Dinheiro é um problema aqui e em qualquer lugar do mundo. Com um cartão de crédito internacional, pode-se retirar uma grana no terceiro andar da loja de departamentos SEIYU. Cada saque tem um valor restrito de até 10 mil ienes, mas não há restrição de quantidade de saques. Além disso, a NWU oferece uma bolsa de 40 mil ienes mensais aos alunos brasileiros. O acordo é diferenciado entre os países, portanto, não espalhe a sua quantia aos colegas de quarto, caso forem gringos. Se preferir, fale com o Sr. Yamaguchi ou o Sr. Wakayama para abrir uma conta em um banco. As taxas são mínimas e dá pra guardar melhor o dinheiro - não por segurança de roubo, mas pra você mesmo não gastar suas economias. Um detalhe importante é que os japoneses não usam muito o cartão de crédito, portanto confira antes se é possível pagar ou não com o cartão, caso vá a alguma loja.

O curso, em si, é interessantíssimo! Você tem aulas de língua japonesa (gramática, vocabulário, audição, escrita e fala) através do livro Minna no Nihongo. As aulas de kanji são através do Basic Kanji, e provas de kanji em média 3 vezes por semana. De tarde tem-se aulas de cultura japonesa: ikebana, cerimônia do chá e caligrafia. Vale a pena ler a respeito dessas três aulas antes de começar a estudar, porque os professores só falam japonês, não medem o quanto você conhece do idioma e deixa a aula mais proveitosa. Cuidado com as faltas, eles são bem rígidos com isso! Veja direito, mas parece-me que são 9 horas/aula que você pode perder até a data da prova. Se você não passar de semestre, reprova e não consegue o certificado de conclusão do curso. E prepare-se desde o começo para o exame de proficiência em língua japonesa. É interessante e tem validade mundial!

As roupas japonesas são bem diferentes das nossas. A moda é muito bizarra e engraçada por lá. Parece que os japoneses olham para as peças individualmente, sem se importarem se vai combinar com o resto ou não. A menos que você seja extremamente vaidoso, não leve muita roupa. Pense no suficiente para 15 dias, pois lá tem máquina de lavar e secar gratuitamente. Para o final do curso, leve uma roupa formal, do tipo social mesmo, com terno, camisa branca, gravata e sapato.

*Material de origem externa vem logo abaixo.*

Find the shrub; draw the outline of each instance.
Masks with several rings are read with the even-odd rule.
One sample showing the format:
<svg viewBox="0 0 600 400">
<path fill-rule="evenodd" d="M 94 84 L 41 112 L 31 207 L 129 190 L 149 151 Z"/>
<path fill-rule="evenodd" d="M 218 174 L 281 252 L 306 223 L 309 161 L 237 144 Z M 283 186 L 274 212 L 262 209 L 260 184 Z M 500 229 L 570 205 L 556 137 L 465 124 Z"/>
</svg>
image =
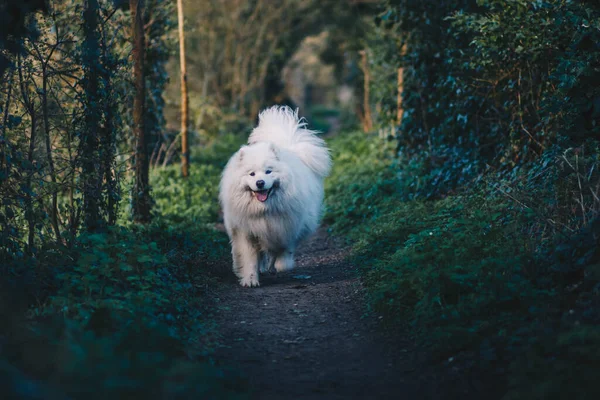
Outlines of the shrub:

Acredito que todos acabam fazendo uma parada no Aeroporto de Narita, em Tóquio. Se você continuar a viagem de avião, prepare-se com 3 mil ienes para pegar um ônibus que vai do Aeroporto de Narita até o Aeroporto de Haneda, também em Tóquio. A viagem demora cerca de 1 hora e meia. Há meios mais baratos e rápidos, como o trem. Mas é mais complexo pra quem acaba de chegar no Japão e tem que carregar a malas.

Quando voltei, todo mundo se espantou ao ver que engordei 3 quilos. A comida por lá vai de gosto, não tem como. Eu, particularmente, já gostava antes mesmo de ir. Há algumas sacadas pra poder economizar também. Vale a pena cozinhar, economiza-se muito. Na hora de comprar arroz, converse com o Sr. Romero, ele conhece um produtor local que vende um sacão de 30 quilos por um preço bem em conta. Quando comprar este saco, lembre-se de colocar um produto pra tirar a umidade e não juntar bicho. Esse tal produto pode ser comprado na SEIYU. Depois, inclusive, coloco algumas receitas básicas e bem legais por aqui. Prometo!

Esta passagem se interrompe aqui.